Building your own greenhouse will give the satisfaction of growing vegetables in December and orchids in February. While snow covers the ground you can step into another world of tropical delights. Your first considerations when you have decided to build are how big, prefab or build my own, building permits, local design ordinances, set back requirements for your property and location of the green house. Other considerations would include maintenance cost, heating cost and taxes.

To determine how large your greenhouse should be you first need to consider what is affordable. Greenhouse growers around the country agree that you should make it larger than you anticipate since once you start gardening you will want to expand.
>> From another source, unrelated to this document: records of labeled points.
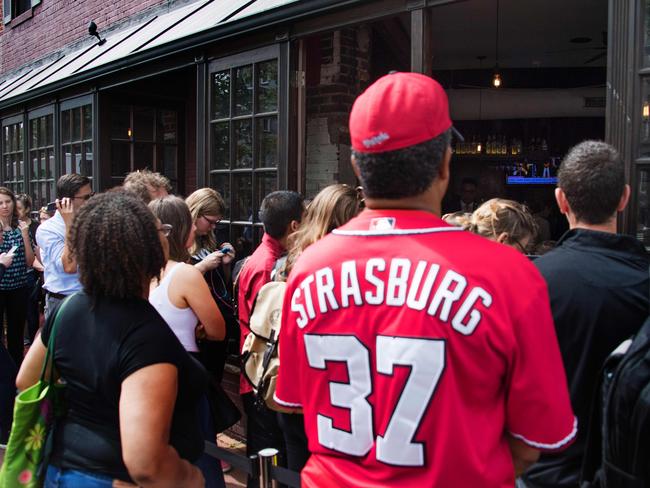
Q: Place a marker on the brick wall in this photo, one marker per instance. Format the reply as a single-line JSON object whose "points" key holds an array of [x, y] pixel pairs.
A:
{"points": [[58, 23], [338, 70]]}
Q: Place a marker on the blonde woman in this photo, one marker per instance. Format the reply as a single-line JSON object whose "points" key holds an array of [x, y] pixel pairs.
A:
{"points": [[207, 208], [214, 261], [504, 221], [334, 206], [183, 299]]}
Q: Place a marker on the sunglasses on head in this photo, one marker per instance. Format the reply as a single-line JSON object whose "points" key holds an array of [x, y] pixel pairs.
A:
{"points": [[87, 196]]}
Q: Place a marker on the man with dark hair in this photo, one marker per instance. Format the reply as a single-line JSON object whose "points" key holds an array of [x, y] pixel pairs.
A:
{"points": [[60, 267], [280, 212], [147, 185], [402, 344], [598, 285]]}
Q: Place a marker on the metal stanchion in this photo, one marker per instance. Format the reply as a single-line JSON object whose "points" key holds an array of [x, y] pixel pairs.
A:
{"points": [[268, 457]]}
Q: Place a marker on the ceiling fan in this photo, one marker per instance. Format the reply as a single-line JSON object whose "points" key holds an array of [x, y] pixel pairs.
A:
{"points": [[579, 40]]}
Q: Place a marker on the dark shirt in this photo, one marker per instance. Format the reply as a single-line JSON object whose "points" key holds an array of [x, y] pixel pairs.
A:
{"points": [[16, 274], [97, 346], [598, 286]]}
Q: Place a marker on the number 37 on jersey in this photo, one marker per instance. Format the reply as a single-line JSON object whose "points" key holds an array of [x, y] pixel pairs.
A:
{"points": [[426, 360]]}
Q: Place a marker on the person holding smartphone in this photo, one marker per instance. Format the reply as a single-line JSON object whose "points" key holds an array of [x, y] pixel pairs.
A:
{"points": [[60, 268], [14, 285]]}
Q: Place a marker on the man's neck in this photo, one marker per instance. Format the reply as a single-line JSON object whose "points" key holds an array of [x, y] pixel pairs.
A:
{"points": [[609, 226], [403, 204]]}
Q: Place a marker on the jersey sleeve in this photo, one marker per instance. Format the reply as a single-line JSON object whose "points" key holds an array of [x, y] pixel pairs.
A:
{"points": [[538, 407], [288, 389]]}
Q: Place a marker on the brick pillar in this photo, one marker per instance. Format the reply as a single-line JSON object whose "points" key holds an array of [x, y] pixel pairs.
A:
{"points": [[342, 57]]}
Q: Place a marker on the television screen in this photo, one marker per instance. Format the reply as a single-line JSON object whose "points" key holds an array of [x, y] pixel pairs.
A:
{"points": [[543, 172], [525, 180]]}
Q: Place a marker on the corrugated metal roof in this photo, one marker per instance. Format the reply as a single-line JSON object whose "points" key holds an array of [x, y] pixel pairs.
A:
{"points": [[153, 31]]}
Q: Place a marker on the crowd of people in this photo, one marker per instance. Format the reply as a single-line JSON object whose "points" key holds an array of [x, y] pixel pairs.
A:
{"points": [[415, 349]]}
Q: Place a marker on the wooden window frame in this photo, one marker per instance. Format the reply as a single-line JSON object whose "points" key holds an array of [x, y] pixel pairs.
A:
{"points": [[279, 52]]}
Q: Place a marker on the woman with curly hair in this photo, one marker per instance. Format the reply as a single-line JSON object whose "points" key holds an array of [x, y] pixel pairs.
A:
{"points": [[183, 299], [14, 285], [504, 221], [132, 390], [334, 206]]}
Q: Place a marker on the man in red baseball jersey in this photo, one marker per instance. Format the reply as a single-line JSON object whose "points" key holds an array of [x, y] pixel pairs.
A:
{"points": [[401, 339]]}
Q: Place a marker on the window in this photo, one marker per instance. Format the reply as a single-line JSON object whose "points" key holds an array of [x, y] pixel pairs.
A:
{"points": [[643, 206], [144, 137], [41, 158], [13, 154], [15, 8], [77, 139], [243, 135]]}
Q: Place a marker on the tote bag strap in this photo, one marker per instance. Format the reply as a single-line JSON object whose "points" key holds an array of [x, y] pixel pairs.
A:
{"points": [[49, 354]]}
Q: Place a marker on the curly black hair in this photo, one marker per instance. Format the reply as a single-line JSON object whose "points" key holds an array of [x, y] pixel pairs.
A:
{"points": [[592, 176], [403, 172], [115, 241]]}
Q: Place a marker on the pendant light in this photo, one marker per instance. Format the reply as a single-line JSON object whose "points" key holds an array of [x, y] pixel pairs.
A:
{"points": [[496, 79]]}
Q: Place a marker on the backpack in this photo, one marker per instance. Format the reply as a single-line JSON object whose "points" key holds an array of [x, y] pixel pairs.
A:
{"points": [[260, 361], [618, 443]]}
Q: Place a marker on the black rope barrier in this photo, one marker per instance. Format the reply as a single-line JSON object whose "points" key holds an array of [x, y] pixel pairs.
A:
{"points": [[285, 476], [251, 466]]}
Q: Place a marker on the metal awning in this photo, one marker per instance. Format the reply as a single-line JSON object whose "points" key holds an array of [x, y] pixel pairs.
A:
{"points": [[193, 24]]}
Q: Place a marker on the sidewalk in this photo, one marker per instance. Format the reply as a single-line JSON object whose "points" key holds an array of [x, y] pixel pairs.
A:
{"points": [[234, 479]]}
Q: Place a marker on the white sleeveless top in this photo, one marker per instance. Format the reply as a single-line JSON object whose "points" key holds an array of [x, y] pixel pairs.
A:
{"points": [[182, 321]]}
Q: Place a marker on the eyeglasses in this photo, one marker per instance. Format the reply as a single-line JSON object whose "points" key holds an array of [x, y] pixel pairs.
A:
{"points": [[210, 221], [165, 229], [87, 196]]}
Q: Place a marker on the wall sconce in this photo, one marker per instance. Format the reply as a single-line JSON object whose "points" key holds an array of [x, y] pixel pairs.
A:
{"points": [[92, 30], [496, 80]]}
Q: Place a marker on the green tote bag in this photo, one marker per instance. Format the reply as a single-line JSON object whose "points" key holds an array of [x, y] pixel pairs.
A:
{"points": [[35, 410]]}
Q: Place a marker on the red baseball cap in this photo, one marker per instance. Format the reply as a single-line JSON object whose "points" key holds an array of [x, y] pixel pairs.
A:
{"points": [[397, 111]]}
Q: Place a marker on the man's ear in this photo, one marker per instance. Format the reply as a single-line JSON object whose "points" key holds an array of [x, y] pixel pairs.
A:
{"points": [[562, 202], [443, 169], [355, 168], [625, 198]]}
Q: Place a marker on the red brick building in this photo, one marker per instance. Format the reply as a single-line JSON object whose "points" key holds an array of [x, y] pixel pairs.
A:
{"points": [[247, 96]]}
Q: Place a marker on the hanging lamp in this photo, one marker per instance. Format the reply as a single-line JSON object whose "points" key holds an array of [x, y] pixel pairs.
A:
{"points": [[496, 78]]}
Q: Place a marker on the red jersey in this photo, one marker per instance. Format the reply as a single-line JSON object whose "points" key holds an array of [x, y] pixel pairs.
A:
{"points": [[255, 273], [413, 347]]}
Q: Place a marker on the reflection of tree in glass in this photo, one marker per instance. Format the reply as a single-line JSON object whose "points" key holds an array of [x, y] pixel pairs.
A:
{"points": [[244, 90], [267, 134], [267, 75], [220, 146], [221, 95], [244, 149]]}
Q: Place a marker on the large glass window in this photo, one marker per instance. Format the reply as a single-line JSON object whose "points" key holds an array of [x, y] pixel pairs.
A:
{"points": [[144, 137], [13, 155], [244, 150], [643, 206], [41, 160], [77, 140]]}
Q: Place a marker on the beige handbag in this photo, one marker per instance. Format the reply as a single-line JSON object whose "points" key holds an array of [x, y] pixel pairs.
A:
{"points": [[260, 361]]}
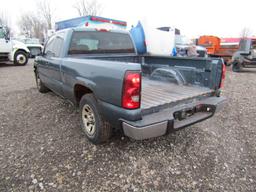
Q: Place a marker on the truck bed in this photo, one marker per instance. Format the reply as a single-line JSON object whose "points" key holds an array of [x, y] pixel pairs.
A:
{"points": [[157, 94]]}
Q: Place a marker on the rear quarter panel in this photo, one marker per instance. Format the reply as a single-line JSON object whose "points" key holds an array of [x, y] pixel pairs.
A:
{"points": [[104, 78]]}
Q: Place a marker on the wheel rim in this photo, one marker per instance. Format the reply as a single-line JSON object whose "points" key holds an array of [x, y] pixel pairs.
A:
{"points": [[88, 120], [21, 59]]}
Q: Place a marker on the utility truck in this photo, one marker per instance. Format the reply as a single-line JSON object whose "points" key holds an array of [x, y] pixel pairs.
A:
{"points": [[12, 51]]}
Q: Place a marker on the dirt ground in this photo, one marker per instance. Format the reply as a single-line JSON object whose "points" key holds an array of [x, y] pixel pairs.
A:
{"points": [[43, 149]]}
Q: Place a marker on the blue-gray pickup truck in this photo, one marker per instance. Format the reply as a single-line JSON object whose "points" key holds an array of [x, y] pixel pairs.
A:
{"points": [[144, 96]]}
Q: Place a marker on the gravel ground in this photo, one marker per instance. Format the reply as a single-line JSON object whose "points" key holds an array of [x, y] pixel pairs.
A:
{"points": [[42, 147]]}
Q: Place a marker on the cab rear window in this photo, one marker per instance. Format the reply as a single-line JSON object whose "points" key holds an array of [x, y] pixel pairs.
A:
{"points": [[97, 42]]}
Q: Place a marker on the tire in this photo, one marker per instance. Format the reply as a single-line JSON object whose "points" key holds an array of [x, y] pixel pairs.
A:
{"points": [[39, 84], [93, 125], [236, 66], [20, 58]]}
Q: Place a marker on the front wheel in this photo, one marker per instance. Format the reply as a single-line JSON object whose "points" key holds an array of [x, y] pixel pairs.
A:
{"points": [[20, 58], [236, 66], [96, 129]]}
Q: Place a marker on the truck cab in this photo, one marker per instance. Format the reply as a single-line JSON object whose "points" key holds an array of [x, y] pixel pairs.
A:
{"points": [[12, 51]]}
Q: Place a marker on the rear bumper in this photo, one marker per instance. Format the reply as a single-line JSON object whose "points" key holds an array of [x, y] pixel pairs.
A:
{"points": [[160, 123]]}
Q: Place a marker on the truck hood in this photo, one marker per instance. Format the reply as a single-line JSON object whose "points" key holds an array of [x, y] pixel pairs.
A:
{"points": [[19, 45]]}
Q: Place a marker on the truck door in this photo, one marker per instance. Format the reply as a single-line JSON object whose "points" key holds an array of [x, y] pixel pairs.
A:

When considering prefab or self built green houses plan according to your available time and money. You should also consider what it is you want to do with your greenhouse. If you're quite the novice at building you will want a prefab or to hire an experienced carpenter to build for you.
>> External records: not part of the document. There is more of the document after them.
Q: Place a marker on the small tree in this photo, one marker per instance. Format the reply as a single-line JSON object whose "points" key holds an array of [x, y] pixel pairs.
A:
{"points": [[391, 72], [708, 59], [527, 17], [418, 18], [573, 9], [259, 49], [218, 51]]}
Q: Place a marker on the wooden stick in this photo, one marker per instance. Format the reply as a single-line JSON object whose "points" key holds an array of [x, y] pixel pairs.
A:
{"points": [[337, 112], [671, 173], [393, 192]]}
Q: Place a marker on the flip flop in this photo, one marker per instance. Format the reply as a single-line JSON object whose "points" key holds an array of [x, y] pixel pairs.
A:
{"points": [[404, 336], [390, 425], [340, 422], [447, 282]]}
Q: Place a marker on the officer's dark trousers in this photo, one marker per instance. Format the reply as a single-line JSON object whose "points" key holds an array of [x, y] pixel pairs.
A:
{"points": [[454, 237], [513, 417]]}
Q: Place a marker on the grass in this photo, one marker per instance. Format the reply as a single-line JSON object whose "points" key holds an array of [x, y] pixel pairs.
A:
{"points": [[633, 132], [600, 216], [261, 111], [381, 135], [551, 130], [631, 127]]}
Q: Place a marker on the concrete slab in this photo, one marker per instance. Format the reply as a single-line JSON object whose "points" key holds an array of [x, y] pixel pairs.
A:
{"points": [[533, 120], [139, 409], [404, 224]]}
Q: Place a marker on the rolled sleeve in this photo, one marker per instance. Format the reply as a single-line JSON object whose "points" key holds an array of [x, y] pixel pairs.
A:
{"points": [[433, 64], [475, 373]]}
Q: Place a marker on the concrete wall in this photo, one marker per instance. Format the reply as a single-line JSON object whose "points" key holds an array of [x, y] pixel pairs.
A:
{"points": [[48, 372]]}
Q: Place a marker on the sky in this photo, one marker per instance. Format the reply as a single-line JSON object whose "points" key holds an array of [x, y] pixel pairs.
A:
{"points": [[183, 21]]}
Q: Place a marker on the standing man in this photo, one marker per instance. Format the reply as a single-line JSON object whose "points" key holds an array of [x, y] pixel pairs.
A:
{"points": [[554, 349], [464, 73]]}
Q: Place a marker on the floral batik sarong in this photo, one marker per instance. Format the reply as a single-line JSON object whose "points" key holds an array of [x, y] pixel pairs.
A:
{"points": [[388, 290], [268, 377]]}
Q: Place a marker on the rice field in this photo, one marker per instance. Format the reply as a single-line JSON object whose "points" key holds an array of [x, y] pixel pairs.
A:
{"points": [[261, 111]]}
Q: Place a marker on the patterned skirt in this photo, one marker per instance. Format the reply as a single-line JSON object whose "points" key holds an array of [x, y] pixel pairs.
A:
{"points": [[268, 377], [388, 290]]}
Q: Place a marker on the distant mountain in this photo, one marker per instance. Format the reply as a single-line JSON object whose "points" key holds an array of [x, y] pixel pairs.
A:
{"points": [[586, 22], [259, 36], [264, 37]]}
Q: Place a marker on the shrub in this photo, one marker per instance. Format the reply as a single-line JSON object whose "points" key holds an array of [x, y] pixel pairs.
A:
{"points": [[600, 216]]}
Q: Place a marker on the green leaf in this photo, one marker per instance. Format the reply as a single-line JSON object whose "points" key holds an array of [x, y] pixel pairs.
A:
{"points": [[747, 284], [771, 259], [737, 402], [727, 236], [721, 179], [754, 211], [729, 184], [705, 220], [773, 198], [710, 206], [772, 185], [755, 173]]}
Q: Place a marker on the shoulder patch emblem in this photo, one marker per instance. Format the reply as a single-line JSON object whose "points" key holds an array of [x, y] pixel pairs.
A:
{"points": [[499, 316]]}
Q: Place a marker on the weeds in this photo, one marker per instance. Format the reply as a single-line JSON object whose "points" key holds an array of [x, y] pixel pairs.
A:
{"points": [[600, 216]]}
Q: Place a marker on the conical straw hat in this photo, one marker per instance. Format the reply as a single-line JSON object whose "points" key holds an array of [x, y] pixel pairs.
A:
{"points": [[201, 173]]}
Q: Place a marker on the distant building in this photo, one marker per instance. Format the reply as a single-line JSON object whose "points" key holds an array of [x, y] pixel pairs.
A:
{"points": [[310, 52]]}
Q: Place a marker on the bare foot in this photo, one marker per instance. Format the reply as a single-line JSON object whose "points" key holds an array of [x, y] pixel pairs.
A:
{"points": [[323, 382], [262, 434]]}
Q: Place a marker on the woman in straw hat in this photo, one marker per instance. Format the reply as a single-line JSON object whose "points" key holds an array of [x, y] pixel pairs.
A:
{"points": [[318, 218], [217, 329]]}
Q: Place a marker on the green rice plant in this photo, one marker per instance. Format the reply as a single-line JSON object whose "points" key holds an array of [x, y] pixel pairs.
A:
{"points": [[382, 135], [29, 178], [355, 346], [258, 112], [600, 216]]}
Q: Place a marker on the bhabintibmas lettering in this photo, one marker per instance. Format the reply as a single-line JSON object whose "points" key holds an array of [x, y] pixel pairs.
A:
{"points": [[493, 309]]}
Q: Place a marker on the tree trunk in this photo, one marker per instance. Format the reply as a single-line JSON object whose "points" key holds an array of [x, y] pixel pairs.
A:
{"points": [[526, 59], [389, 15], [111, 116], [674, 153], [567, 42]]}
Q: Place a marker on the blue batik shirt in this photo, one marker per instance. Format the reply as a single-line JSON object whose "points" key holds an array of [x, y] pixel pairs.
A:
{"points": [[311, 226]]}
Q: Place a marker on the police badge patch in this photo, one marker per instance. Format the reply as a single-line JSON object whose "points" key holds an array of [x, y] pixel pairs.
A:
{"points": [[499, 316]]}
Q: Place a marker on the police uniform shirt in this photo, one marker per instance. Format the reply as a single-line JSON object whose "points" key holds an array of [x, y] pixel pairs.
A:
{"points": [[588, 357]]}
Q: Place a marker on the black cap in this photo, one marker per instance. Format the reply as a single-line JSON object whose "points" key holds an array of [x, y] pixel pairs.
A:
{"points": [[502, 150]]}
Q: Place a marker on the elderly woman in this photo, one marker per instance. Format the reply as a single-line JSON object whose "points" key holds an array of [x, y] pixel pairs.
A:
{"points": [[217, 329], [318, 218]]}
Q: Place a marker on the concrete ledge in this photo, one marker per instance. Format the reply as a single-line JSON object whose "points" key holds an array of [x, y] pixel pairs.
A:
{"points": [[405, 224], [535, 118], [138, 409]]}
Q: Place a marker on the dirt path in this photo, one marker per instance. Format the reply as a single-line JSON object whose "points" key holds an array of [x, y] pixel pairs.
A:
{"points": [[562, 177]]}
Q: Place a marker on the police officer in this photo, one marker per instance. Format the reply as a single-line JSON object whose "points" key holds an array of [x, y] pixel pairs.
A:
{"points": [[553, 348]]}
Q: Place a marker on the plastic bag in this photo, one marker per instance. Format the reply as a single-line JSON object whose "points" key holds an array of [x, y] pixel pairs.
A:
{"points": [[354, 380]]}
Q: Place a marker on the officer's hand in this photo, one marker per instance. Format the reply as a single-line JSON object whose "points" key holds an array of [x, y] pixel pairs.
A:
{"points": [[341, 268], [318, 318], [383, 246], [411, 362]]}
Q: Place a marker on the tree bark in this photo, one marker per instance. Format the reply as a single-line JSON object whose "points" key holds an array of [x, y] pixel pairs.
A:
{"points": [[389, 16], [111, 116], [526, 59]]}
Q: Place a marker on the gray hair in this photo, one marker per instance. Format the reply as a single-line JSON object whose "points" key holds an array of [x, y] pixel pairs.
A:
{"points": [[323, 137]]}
Many people want to know if a greenhouse will increase their property tax. Fortunately many states are enacting laws to give tax rebates on solar heating devices and if you choose the right greenhouse it might qualify. Your local building inspector will be able to help you with your building permits and can give local design ordinances. Be sure to take a simple drawing showing the dimensions and supports when you visit with the inspector. In most areas building have to be set back a definite distance from the property line. Be sure you check to learn what this distance is in your area before you begin building. Check with your local utility companies to get some idea of the cost of supplying heat and water to your greenhouse. In most cases, if the greenhouse you build is solar you will have no heating cost. Even adding a layer of plastic sheeting to the inside can cut your heat loss up to 40 percent. Find out if your greenhouse will be considered a temporary structure and if it is, you may not need a permit or to pay any additional taxes.
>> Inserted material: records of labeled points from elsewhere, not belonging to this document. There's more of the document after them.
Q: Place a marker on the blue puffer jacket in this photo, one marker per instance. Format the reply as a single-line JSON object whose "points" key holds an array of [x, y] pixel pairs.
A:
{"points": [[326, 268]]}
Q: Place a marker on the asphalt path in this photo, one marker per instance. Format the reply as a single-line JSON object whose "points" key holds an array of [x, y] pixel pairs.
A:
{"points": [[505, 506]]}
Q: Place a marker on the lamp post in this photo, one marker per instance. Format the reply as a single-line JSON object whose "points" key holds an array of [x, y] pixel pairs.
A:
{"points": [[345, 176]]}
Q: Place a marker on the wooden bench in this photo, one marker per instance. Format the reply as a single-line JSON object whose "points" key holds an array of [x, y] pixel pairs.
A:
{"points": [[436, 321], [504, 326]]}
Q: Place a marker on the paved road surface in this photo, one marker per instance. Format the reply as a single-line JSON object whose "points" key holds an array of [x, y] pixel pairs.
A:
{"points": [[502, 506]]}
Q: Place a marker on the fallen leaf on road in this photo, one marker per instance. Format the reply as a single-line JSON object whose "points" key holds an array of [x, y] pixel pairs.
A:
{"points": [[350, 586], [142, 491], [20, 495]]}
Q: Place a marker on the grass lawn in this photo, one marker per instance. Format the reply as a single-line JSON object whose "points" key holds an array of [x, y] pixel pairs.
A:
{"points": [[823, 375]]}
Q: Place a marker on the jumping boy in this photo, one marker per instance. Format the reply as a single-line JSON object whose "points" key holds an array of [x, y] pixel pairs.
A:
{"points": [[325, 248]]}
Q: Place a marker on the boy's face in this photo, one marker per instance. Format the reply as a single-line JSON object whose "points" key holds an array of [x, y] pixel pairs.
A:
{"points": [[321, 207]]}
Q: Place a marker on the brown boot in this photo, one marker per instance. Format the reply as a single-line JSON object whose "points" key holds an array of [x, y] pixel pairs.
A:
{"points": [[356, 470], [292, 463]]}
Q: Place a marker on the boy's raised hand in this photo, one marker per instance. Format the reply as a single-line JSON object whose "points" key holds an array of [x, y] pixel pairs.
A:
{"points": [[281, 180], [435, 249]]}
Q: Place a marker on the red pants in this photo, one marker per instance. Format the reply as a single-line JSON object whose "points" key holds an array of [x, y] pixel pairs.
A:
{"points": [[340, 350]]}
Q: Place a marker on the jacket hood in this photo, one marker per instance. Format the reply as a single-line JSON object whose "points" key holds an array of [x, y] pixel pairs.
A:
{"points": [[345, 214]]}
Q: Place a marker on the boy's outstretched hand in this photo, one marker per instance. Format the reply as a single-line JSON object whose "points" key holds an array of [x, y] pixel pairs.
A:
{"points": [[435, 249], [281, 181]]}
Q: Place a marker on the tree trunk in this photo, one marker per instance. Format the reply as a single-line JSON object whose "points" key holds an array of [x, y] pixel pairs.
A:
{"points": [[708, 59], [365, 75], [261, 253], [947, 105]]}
One of the most critical first steps in designing a greenhouse is to decide where you will place it. The first consideration should be sunshine. During the winter months the sun will be a lot lower than in the summer months. Look around the location where you are planning to build. Check for trees or fences that might block the sun. As a rule your greenhouse should be located a distance away that is 2 1\2 times the height of wall or house to keep the sun from being blocked. If a tree is deciduous it will provide shade in the summer but allow sunlight in the winter when its leaves have dropped. Your site should be relatively level. If you plan to use the earth below the greenhouse for growing check for rocks, clay, and drainage. You will also need to determine the closest route for water and electricity to your planned site. A site that is closer to your house or attached to you house will save you a considerable amount in this area.

Next you will need to decide the style of greenhouse you will build. There are A-frames, free standing, attached and gothic. An A-frame can be built in sections on the ground and then raised into place before covering. The free standing can be built to any size and covered with anything from glass to polyethylene. The attached is becoming very popular since it can be heated from the house or if it is solar, the heat from the greenhouse can be transferred to the house. This type of greenhouse is easily accessible from your home regardless of the weather. The gothic has a roofline made from laminated wood strips. Since wood is used, permanent coverings such as corrugated fiberglass can easily be installed. Glass is the most popular medium for covering a greenhouse. Clear acrylic, fiberglass and polyethylene film are also good.

Most kit manufacturers will provide foundation plans and installation instructions for a greenhouse. Mild climates allow a lightweight greenhouse to rest on the ground secured by rods. Colder climates will dictate a foundation footing of poured concrete that must extend below the frost line. If your greenhouse is not attached to your house it will need a thermostat controlled heating system. The company that sells you the greenhouse should be able to recommend the correct size and type unit you will need. You will also need one or more roof vents with an automatic opener to maintain the proper temperature. Locate other vents in the sidewalls. It is also wise to install a battery-powered alarm to warn of sudden changes in the temperature of your greenhouse. You can use roller blinds on the outside of the roof for shade but it is wise to use a rain resistant shading paint on the outside if your greenhouse walls are glass. This is a cheap and effective way of shading and the paint will wipe off when you no longer need it.